Проститутки от голода очнулись для работы, парижане подспудно радовались окончанию войны, они хотели жить по-прежнему — сидеть в кафе, гулять по бульварам, посещать вновь открывшиеся кинотеатры. Иными словами, речь де Голля по Радио Лондона, произнесенная 18 июня, не у всех французов вызвала сочувствие.
Страдая от безденежья, побаиваясь теперь носить с собой кортик, понимая, что тогда его не арестовали только чудом, он решил его заложить. В антикварной лавке, часто посещаемой русскими эмигрантами, на бульваре Сен-Жермен, близ Клюни, Лев бывал не раз. Некоторые вещи так и не смог выкупить — но жалел иногда только об одной. Кроме кортика и своей белой рубашки, отец в прощальном письме определил им с сестрой, оставшейся в России, — семейную реликвию: массивный серебряный браслет с гранатовыми зернышками во вставках. Легенда говорила, что именно эта вещь отвечает за то, чтобы в семье Щастных рождались дети. Этот браслет он и не смог выкупить, точней, не слишком хотел и протянул все сроки, пока его не выставили на продажу — подумаешь, какая мелочь — быть последним представителем в этом проклятом роду.

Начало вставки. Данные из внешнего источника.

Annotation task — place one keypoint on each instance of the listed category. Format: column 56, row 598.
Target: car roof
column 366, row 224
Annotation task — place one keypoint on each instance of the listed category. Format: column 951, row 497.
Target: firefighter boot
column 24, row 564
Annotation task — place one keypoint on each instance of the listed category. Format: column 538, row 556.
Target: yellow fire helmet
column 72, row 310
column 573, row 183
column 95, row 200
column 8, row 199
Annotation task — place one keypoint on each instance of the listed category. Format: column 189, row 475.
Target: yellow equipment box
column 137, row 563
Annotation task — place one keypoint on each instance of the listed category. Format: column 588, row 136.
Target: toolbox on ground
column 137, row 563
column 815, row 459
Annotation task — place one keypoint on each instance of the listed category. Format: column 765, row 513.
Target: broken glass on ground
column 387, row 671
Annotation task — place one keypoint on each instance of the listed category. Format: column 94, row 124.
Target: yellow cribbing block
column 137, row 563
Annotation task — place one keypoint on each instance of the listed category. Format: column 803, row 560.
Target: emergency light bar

Хозяин лавки представлялся Жоржем де Лафаром. Был он выше среднего роста, хорошо сложенным, поджарым господином, с выразительными губными складками и не прочитываемым взглядом, в котором иногда мелькала умная услужливость. Он потянул из ножен кортик, осмотрел и отложил, сказав, что не торгует оружием. Лев решил было взять реликвию, но тут антиквар нагнулся к нему и шепотом произнес:
— Ежели вы в самом деле хотите заложить эту вещицу, я могу познакомить вас с нужным человеком.
— Я готов, — сказал Лев.
Де Лафар пригласил Льва в заднюю комнату, где представил его элегантному господину.
— Лев Щастный.
— Князь Феликс Юсупов.
Князь часто наблюдал за бедствующими соплеменниками из задней комнаты и в качестве благотворительности анонимно приобретал их вещи по большей цене.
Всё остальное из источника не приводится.